The premise of Schechter’s Butcher’s Work is intriguing enough to entice any fan of true crime to pick it up: Serial killers and murder are nothing new, why have we forgotten some crimes and remembered others? And, more curiously, what are those cases which we have forgotten? The easy answer is that they weren’t horrendous enough, disgusting enough, criminal enough to earn a place in our long, collective memory. But the cases in Butcher’s Work dismisses that possibility quickly; the crimes highlighted in this work are all that and more chilling. The fact that they have disappeared from our remembrance is itself quite a horrific notion.
Butcher’s Work is divided into four sections: Butcher’s Work, The Poison Fiend, Lady-Killer, and The Ragged Stranger. As their titles suggest, each one focuses on a particular method or victim of murder. There is a featured case of each, but interspersed within the pages of the chapters are cameos of other criminals employing the same method. Collectively they form a creepy landscape of crime, where trusting another human being is something to fear. Lady-Killer was one of my favorite sections. Marriage and murder form the central focus here, a gendered violence perpetrated by men against women. I won’t spoil it for anyone, but DANG, how did these men get away with this? Oh, right, but still!

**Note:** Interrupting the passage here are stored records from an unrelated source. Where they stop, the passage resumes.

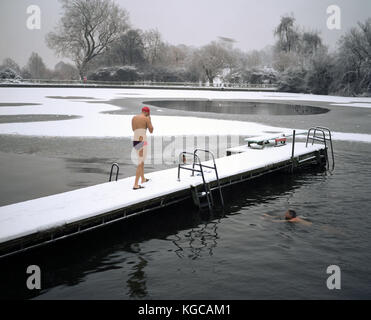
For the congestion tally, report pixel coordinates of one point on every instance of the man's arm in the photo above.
(149, 124)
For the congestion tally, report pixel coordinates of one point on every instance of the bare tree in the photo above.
(129, 48)
(287, 34)
(153, 46)
(86, 30)
(353, 67)
(213, 58)
(10, 63)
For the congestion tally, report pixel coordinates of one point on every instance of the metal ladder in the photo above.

Schechter is a marvelous story-teller. The prose flows, as compellingly as the stories and characters. And, as a researcher myself, I deeply appreciate the depth and details Schechter has excavated in this work. The result is not only a focused, historically rich, and keen archival piece of work; Butcher’s Work is also a nuanced landscape of American life in the 19th century. Schechter brings to the reader’s attention how it is not only the ambition of the criminal, but also the systems and structures of society that permit and foster these crimes. How else might a man such as Hoch in Lady Killer commit bigamy and murder so successfully and remain for so long undetected? What gave him the confidence to believe in his own acquittal? Of course, the criminals here were apprehended, so there is a more optimistic ending. We can rest knowing the authorities — police, witnesses, lawyers, courts, etc — did succeed in forcing them to confront their crimes. But, I could not help but wonder how many others got away with it altogether? The idea is spine-chilling.
Butcher’s Work is a fantastic read for any fan of true crime and 19th century American history.